Daniel Neuner (born 25 October 1987 in Garmisch-Partenkirchen, West Germany) is a German male curler. He has represented Germany at several international championships, including at two World Junior Championships and a World Men's Championship.

Curling career 
As a junior Neuner skipped Team Germany in back-to-back years at the World Junior Championships, in 2007 and 2008. His teams finished 8th and 6th, respectively.

Neuner competed in his first European Men's Curling Championship in 2012 as lead for skip Andreas Lang. The team also included third Daniel Herberg (a two-time Olympian), second Markus Messenzehl, and Andreas Kempf as alternate. The tournament went poorly for Team Germany, their only win coming over Hungary's György Nagy. Their 1-8 record put them at 9th out of the 10 teams in the Group A competition and meant Germany was relegated to Group B of the 2013 European Curling Championships.

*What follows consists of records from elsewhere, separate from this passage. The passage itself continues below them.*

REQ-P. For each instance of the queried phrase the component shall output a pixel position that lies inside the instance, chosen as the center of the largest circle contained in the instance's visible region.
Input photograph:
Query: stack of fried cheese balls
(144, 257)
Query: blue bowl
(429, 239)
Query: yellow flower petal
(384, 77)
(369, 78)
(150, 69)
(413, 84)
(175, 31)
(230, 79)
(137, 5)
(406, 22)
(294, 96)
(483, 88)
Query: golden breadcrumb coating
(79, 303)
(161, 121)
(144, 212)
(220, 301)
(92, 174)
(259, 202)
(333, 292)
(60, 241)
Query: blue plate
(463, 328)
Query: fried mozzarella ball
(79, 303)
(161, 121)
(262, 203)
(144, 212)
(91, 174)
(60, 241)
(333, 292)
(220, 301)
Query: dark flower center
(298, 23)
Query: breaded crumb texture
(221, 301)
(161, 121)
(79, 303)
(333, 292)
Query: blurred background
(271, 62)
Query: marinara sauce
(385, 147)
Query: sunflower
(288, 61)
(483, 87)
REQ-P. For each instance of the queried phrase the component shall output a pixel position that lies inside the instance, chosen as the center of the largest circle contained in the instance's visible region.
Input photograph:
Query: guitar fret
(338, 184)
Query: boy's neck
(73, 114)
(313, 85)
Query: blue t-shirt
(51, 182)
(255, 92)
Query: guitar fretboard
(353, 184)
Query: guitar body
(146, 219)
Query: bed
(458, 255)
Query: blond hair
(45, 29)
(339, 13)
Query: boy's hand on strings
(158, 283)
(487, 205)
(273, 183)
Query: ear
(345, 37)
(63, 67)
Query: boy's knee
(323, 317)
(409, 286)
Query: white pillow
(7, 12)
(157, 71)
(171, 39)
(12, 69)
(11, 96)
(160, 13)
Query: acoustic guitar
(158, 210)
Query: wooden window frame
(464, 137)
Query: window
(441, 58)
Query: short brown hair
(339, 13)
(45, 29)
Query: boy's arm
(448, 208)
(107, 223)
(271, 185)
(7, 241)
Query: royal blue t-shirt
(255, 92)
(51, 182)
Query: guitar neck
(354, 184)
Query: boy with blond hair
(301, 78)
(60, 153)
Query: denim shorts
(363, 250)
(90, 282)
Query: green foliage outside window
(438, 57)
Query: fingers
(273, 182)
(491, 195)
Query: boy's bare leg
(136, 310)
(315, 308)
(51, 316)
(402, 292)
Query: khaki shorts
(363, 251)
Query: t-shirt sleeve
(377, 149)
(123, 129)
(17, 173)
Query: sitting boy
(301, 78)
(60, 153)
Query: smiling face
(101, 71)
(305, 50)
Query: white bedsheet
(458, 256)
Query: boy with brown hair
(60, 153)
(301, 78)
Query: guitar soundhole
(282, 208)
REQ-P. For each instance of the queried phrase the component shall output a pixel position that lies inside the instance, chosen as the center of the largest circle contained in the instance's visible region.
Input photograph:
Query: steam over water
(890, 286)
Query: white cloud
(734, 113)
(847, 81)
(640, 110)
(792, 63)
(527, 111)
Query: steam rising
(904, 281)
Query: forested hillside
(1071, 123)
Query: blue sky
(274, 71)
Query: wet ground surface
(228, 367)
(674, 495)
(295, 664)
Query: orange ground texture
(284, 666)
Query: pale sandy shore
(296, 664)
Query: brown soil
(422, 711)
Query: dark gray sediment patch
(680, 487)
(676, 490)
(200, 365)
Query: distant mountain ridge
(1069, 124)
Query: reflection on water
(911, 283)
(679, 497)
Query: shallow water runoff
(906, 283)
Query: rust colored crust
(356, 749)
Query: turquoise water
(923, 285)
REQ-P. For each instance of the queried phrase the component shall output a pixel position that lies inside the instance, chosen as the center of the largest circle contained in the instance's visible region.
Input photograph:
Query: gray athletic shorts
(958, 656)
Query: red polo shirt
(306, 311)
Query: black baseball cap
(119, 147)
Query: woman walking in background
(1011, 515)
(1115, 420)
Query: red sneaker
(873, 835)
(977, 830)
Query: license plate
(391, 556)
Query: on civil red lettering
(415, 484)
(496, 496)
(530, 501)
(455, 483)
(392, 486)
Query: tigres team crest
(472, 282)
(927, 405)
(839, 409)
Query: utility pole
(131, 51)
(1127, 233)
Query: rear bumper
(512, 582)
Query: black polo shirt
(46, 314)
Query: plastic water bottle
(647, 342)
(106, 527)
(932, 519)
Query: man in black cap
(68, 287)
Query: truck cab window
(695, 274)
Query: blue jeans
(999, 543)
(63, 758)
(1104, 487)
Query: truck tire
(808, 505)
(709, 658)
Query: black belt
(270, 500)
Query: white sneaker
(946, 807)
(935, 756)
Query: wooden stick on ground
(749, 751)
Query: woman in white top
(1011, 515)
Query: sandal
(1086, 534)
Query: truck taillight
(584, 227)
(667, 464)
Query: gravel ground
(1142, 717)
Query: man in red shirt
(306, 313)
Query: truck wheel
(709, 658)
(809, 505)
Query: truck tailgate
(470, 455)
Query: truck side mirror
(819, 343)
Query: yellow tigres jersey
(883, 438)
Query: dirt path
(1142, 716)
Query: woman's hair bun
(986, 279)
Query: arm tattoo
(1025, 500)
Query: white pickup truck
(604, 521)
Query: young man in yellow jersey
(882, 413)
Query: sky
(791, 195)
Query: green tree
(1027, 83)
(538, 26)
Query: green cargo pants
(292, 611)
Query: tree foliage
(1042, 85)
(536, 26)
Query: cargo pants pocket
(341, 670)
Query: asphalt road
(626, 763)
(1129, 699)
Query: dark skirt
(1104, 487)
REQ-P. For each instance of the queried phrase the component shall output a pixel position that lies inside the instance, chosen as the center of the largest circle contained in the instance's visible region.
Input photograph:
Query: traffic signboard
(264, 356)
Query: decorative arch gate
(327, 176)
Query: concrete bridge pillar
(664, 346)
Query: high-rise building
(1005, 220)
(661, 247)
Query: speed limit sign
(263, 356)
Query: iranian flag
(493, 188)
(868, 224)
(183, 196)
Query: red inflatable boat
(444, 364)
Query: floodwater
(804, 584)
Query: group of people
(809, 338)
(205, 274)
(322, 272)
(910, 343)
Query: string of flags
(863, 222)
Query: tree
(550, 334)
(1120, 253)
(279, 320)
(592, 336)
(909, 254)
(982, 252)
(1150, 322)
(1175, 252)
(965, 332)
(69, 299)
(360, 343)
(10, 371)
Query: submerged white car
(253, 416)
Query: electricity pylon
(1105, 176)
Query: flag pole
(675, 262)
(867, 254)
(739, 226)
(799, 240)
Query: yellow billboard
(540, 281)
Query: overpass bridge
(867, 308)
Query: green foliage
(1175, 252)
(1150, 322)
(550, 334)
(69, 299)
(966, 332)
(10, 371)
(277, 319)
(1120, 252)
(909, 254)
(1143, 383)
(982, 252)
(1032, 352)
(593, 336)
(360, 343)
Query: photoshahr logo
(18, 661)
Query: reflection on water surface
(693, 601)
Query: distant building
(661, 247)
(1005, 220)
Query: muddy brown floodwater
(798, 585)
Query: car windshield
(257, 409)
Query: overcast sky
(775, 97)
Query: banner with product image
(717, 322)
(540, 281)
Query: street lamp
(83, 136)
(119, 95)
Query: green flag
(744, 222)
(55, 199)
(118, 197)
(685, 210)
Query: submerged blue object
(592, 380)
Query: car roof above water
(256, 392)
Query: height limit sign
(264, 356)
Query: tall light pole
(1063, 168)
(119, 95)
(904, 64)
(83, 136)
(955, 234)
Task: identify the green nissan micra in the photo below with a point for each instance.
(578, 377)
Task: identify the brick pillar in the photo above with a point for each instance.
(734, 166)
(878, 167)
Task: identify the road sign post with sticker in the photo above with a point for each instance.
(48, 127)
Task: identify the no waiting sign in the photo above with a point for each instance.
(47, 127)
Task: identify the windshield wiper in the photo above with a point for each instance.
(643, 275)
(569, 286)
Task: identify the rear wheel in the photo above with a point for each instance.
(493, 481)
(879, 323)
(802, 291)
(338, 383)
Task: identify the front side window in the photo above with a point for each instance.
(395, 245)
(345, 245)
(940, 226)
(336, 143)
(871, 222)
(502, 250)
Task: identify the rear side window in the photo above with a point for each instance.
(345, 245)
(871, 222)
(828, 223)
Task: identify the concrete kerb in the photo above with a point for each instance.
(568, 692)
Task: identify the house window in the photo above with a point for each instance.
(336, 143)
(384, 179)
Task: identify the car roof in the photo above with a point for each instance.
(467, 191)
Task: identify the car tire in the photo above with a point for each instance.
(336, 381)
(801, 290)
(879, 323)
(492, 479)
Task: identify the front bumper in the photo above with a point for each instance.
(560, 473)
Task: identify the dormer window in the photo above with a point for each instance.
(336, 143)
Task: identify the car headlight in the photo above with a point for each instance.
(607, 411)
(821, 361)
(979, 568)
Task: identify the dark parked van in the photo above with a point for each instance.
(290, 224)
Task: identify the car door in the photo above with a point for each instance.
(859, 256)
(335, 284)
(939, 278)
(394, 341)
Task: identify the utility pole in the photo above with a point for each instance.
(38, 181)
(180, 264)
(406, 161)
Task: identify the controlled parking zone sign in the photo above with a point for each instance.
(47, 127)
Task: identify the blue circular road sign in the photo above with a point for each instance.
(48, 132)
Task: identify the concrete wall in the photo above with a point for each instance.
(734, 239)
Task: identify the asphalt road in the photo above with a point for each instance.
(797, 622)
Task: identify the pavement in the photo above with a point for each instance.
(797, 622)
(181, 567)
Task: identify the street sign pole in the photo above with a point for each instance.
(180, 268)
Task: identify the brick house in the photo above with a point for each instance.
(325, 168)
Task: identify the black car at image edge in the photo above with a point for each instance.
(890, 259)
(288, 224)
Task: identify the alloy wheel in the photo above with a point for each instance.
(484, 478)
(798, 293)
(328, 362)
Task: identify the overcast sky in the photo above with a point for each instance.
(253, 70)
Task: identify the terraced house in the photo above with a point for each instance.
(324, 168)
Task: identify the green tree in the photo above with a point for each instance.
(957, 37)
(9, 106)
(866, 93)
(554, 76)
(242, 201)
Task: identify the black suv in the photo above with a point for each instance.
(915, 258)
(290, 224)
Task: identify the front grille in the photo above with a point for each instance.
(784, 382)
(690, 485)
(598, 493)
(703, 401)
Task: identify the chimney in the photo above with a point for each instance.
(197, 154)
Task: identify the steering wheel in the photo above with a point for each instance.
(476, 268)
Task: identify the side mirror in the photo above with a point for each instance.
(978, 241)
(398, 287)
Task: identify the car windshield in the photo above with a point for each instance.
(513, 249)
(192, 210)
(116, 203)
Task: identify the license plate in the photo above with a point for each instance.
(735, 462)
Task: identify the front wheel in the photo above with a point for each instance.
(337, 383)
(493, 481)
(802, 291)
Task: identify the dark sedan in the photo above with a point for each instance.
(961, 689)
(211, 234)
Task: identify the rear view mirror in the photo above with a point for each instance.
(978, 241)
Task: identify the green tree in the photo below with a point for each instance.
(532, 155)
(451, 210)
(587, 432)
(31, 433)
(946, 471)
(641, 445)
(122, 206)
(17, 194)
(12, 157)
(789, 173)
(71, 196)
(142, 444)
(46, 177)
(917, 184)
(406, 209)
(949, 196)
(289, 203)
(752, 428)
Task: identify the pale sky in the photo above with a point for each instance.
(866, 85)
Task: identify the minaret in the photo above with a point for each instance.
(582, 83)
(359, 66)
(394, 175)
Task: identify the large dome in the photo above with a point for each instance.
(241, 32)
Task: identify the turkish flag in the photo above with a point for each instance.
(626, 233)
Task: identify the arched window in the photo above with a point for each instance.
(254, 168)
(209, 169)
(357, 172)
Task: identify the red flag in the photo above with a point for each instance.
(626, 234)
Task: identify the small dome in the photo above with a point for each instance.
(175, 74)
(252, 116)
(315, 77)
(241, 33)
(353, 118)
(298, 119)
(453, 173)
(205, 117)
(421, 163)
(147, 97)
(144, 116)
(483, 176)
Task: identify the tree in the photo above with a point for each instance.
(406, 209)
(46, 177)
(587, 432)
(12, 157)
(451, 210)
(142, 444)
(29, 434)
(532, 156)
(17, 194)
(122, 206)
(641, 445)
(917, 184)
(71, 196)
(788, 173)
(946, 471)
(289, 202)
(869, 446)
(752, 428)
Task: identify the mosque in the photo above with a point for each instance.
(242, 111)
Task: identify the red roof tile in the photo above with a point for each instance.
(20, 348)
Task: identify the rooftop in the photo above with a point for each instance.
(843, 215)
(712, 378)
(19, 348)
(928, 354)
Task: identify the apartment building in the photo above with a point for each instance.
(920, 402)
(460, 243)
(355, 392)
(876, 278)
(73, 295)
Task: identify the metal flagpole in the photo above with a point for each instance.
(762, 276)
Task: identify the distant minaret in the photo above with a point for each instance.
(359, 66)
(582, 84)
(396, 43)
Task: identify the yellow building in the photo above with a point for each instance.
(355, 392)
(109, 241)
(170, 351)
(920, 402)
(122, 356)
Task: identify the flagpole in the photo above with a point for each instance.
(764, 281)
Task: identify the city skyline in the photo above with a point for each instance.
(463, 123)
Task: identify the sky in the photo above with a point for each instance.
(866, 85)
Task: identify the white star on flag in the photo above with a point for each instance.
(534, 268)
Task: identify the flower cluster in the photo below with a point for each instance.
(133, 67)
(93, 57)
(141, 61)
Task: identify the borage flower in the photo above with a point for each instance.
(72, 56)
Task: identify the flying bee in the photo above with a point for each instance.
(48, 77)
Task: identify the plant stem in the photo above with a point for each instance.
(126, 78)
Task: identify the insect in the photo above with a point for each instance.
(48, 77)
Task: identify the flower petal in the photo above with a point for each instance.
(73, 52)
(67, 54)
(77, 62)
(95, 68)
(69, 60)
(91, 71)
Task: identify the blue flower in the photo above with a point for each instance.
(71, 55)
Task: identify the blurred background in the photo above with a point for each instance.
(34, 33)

Later in the season the same team competed in the 2013 German Men's Curling Championship, though without Lang at skip. With Lang out the rest of the team were promoted a position, with Herberg skipping, Messenzehl as third, Neuner as second, and former alternate Kempf as lead. The team finished with a 4-2 record, good enough for the silver medal behind John Jahr. The next year Neuner returned to the German Championship with a different team, throwing third for skip Konstantin Kampf. Despite the different team the result was the same for Neuner, another silver medal to John Jahr's gold.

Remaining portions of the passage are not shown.